Re: [svgwg] SVG2 spec means elements within a <use> tag can not be targeted for styling

We just found our way to this thread after the breaking change killed our site in the newest versions of Firefox.  I'd like to express my dismay at this change to the spec and strongly ask/suggest/beg/implore that it be reconsidered in the SVG 2 spec.  

The V1 approach was significantly better.  The V2 approach essentially violates the underlying premise and value of CSS, largely eliminates the value of <use>, and, I would argue, makes it impossible to do interesting and complex things with SVG. 

I can see why the implementation would be significantly simpler, but the new approach has the potentially to largely undermine SVG as a useful tool, and 100% of the browsers already had working implementations of the SVG 1 approach (albeit not quite standardized).

CSS was intended to allow you to style objects based on their context.  Unless I'm missing something, the new 'improvement' is styling a template statically and then reinstantiating the styled element.  If we've learned anything in the last decade, it's that styling elements based on their context is a good thing.  CSS was such a bit hit because we could now put the same HTML in two places and have it do wildly different things based on styling rules.  It largely fulfilled the dream of separating structure from style.

SVG2 appears to eliminate this possibility for SVG elements that are instantiated with <use>, which kills the usefulness of <use>, which then leads to having to repeat code everywhere just so you can style it.  This is demonstrated in the codepen solution.  The structure of the chevron is repeated twice just to get two different styles.  

To use a mediocre analogy of cookie cutters and cookies, SVG 2 appears to allow us to only style the cookie cutters but not the cookies.  And if you've ever decorated cookies, you know that the interesting part is that each cookie shares a structure but can be decorated with different styles on a per cookie basis.  We might have a cookie cutter for a star, and a moon, and a little man (structure).  But from those three cutters, we then instantiate many cookies and with unique icing and M&M decoration (style).

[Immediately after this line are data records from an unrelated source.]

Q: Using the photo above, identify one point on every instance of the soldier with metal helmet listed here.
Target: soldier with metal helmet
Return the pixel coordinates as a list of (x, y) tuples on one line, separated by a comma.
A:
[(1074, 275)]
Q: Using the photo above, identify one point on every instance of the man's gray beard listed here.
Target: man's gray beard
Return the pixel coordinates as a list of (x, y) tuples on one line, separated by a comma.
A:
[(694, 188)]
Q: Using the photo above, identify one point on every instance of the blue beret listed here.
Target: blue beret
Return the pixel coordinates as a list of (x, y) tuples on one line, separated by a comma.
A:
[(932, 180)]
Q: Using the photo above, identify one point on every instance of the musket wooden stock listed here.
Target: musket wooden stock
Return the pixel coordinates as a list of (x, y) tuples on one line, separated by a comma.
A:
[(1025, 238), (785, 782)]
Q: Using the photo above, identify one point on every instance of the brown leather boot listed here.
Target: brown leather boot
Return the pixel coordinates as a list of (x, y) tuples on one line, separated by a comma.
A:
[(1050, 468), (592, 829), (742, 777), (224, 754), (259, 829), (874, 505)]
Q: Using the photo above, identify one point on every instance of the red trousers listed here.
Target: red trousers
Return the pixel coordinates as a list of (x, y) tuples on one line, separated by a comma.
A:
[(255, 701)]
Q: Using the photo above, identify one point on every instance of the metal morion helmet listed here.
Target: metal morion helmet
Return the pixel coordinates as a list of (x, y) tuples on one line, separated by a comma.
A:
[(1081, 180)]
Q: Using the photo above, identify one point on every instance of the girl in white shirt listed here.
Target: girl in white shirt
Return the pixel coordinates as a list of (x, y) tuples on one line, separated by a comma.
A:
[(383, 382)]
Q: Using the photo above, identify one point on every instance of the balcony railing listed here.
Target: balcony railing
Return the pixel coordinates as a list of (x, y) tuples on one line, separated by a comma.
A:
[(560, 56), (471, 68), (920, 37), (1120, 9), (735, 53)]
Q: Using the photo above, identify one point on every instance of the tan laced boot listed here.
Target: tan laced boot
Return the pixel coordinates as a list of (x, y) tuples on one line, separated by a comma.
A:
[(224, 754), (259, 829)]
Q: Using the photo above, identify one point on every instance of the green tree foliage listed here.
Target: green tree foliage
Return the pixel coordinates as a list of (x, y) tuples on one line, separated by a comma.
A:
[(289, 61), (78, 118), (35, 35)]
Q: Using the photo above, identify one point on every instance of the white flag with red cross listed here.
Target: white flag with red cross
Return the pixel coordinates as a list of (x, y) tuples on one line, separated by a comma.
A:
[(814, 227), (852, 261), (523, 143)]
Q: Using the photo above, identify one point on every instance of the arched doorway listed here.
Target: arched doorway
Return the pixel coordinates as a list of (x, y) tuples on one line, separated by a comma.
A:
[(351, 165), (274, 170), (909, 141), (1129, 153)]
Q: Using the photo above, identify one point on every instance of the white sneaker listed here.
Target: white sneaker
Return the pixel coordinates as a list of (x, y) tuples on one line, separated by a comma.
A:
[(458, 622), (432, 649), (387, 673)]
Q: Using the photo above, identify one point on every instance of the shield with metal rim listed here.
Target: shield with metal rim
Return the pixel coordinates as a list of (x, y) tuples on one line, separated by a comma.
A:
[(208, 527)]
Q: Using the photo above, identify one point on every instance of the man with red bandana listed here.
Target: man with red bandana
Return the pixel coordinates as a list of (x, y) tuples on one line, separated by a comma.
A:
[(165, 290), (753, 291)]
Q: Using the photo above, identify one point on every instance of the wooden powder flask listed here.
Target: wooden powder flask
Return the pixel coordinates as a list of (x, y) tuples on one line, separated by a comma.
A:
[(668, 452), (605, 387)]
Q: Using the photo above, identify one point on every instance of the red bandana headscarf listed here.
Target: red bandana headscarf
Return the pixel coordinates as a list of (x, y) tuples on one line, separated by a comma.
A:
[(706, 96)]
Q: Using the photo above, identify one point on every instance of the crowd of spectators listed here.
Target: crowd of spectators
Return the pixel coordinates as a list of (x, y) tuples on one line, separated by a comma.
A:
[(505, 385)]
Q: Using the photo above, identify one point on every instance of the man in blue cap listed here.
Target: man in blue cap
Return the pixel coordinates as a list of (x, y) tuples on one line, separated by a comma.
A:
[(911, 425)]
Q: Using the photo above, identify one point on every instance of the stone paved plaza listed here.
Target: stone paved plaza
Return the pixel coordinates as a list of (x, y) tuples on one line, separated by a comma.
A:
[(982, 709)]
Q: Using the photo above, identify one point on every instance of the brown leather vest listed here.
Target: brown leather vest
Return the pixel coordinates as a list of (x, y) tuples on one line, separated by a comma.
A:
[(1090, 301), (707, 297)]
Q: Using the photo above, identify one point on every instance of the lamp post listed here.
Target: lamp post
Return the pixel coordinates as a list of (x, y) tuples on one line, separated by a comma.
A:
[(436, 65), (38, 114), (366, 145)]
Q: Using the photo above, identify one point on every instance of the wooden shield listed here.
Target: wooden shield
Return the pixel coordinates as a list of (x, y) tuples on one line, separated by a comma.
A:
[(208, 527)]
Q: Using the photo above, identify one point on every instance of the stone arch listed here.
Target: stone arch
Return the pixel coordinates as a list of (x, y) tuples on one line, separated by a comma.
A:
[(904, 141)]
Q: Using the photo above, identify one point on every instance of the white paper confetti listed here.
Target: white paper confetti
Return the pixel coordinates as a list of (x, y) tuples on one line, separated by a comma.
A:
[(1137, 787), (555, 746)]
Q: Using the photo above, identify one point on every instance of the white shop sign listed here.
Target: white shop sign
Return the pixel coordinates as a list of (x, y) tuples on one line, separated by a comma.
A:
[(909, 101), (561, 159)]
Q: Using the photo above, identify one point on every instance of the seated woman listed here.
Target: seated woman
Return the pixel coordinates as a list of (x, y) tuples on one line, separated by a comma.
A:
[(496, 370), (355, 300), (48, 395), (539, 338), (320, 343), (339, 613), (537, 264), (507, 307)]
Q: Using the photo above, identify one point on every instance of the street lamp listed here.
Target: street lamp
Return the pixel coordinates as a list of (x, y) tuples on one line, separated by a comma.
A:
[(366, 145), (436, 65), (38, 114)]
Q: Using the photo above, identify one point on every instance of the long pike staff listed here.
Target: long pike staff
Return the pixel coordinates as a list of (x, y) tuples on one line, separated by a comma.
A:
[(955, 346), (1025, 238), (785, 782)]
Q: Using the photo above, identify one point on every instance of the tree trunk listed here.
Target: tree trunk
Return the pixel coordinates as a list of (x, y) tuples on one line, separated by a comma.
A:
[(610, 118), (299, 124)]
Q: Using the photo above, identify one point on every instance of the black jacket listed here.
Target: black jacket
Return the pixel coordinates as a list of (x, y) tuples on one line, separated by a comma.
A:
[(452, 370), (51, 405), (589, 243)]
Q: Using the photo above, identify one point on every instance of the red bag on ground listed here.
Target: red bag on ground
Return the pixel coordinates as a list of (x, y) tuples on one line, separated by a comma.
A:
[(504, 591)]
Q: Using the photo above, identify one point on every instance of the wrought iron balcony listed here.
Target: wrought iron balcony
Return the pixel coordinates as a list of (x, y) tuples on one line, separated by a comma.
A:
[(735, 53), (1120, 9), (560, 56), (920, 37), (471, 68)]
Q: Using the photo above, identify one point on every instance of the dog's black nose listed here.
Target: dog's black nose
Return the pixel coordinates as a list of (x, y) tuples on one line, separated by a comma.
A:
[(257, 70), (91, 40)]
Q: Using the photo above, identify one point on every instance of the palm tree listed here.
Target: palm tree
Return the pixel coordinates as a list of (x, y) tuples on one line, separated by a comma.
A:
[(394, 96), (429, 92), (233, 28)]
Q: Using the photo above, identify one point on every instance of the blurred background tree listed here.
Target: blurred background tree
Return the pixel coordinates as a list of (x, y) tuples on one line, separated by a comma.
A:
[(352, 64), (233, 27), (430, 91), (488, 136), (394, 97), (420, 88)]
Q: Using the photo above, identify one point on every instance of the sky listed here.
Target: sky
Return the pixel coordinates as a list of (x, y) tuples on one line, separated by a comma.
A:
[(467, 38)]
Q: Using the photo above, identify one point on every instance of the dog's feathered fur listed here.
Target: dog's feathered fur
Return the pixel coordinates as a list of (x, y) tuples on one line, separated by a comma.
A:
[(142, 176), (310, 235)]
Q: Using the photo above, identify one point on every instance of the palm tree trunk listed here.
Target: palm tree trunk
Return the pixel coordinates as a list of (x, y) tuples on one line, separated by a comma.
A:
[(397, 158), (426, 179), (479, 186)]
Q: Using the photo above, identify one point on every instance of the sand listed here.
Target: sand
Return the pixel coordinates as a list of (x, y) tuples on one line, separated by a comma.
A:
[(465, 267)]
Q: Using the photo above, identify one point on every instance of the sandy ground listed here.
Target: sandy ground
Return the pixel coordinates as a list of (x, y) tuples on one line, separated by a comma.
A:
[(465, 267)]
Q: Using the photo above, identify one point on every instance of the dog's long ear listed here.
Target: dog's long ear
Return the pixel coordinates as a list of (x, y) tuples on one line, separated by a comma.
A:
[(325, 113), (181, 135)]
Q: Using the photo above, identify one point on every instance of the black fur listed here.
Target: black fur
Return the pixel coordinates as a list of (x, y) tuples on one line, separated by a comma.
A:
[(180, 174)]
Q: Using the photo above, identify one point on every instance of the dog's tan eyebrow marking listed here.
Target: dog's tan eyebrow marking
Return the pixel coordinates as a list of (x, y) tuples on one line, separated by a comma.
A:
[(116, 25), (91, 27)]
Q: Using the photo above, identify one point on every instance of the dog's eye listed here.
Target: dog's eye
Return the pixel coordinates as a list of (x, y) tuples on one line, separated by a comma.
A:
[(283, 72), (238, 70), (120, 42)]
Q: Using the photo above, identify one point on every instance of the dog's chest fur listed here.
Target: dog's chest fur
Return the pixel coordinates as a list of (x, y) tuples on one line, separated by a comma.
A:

With SVG 2, now we appear to have to create 1000 cookie cutters.  Further, having them adjust based on the dynamic nature of web pages is now impossible.  This is truly a step backward.  For styling to be useful, you need to be able to style each individual element based on its position and context in the DOM.  If styling has been handicapped to the point that it can't cross the shadow DOM barrier, it's no longer useful since we can't use the DOM context to determine the style.  

Cookies that appear in a "Christmas" div should have red and green stripes and cookies that appear in an "Easter" div should have pink and blue stripes, and sometimes pink and yellow stripes if the cookie has been marked as "selected" by the user.  

Without complex selectors that cross the DOM boundary, <use> is reduced to acting like a server-side include. Yes, if I want 1000 cookies, 500 of which are identical to one template and 500 of which are identical to another (the chevron example), then the SVG 2 spec makes sense.  But this is not the common or interesting case.  

If I've missed something and there's a way to style an individual sub-element within a <use> instantiation based on where that <use> appears in the DOM, then forgive my passionate plea.  But if SVG 2 just made basic CSS styling based on context impossible, then please (!!) reconsider, particularly given that it was already implemented and working in every major browser.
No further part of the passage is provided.